I love this time of the year, though a small part of me misses the snow! My son, who lives in San Antonio, recently sent me pictures of my grandchildren frolicking in the snow. Snow in San Antonio, wow!
With the New Year closing in I cannot help but reflect on what was accomplished in 2017 and look forward to new or continuing challenges as the New Year emerges. In that reflection I noted that in 2017 I passed the 25 year mark in my membership with the ACHE.
For me, in 2018, I look toward passing the leadership of the Guam LPC to someone else. I have applied for Lifetime FACHE status and look toward retirement. So, in the beginning of 2018, we will move toward transitioning. If you are interested in assuming a leadership role on Guam, start the “thinking” process now, and early next year we will start identifying nominees!
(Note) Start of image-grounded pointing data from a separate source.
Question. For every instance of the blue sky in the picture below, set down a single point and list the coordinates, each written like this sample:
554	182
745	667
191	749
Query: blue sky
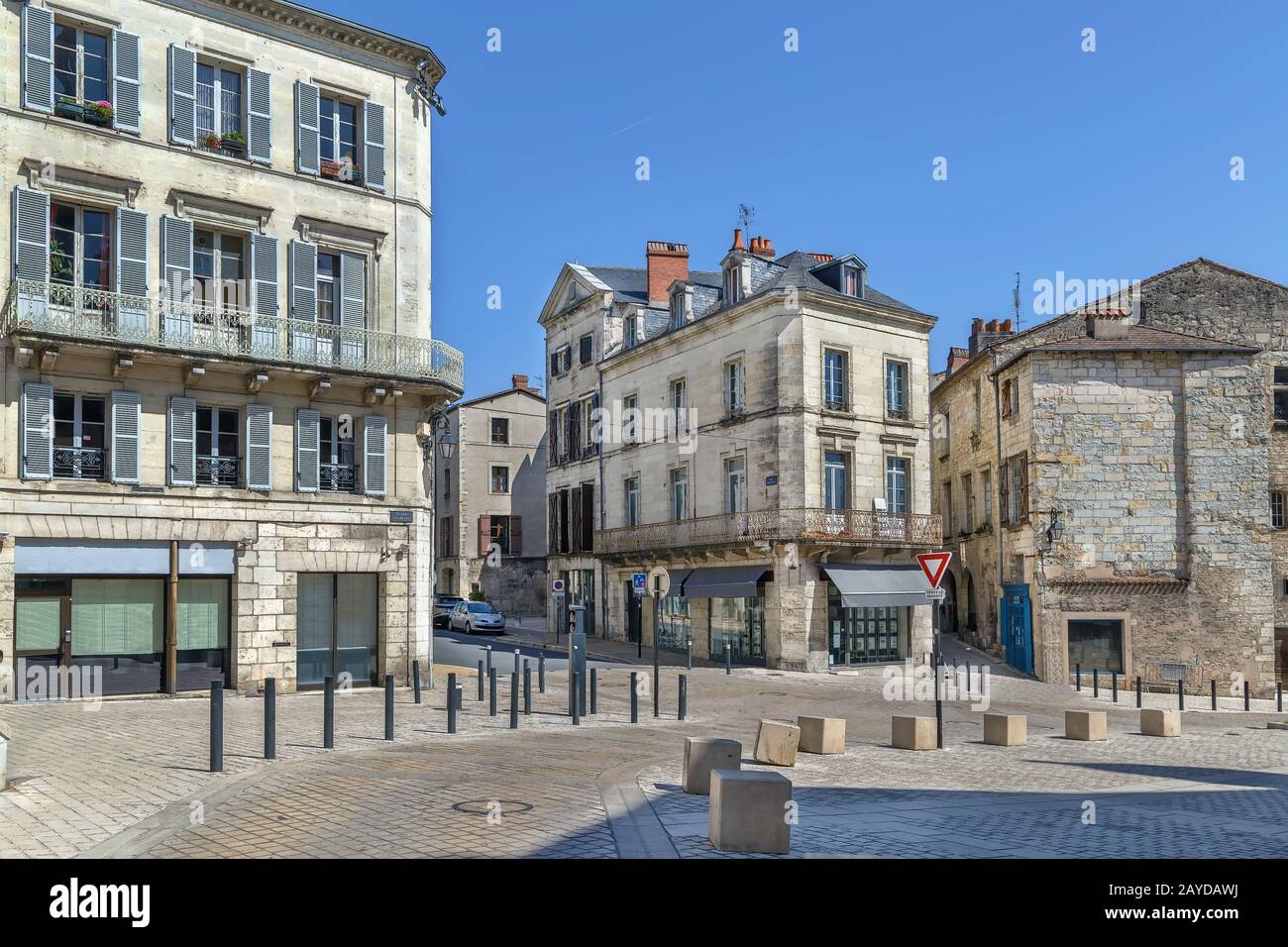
1113	163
It is my experience that professional affiliation is paramount if you want to succeed. The friendships you make and the collegial discussions are (for me) the largest benefit of membership. Secondary to these personal relationships is staying abreast of the current successful methodologies to improve our healthcare system. The educational aspect of affiliation cannot be underestimated. As I read the many venues afforded by the ACHE, something would “click” and I get ideas of how to apply the educational concepts into the operations of my current employment. It also gives confidence in what you are attempting to do is the state of the art in our profession and that others, in offices and cubicles around the country, are also pursuing similar practices. So, from a personal aspect, it is self rewarding.
Now, you can be a member and enjoy the friendships and education, but if you really want to move forward and expand your profession you should consider an active role in the ACHE. In my early career I was a “quiet” member. I would go to conferences, read, and pretty much stay in the background. Later in my career, I took a more active role. Assuming a leadership role greatly expanded my scope and abilities. As I gained confidence in the profession I found that I could stand and interact with “the greats” in our profession. Next thing I knew, I was one of those “go to” people in my community and my advice and perspective were valued.
Practicing health care administration on a small Pacific island, seemingly far from mainstream has unique challenges. However, in many ways, it is similar to a practice in small town Texas or Illinois. The continuing link was membership in the ACHE.
Chuck and his beloved dog "Puppy" wish everyone a happy holiday from Guam.
In closing, as this may well be my last contribution to the newsletter, I want to wish all of you the best of success in your career. I am very thankful for this career and in hindsight would not have selected a different path. I hope you have the same and better experience that I enjoyed! God bless and the best of New Years to you.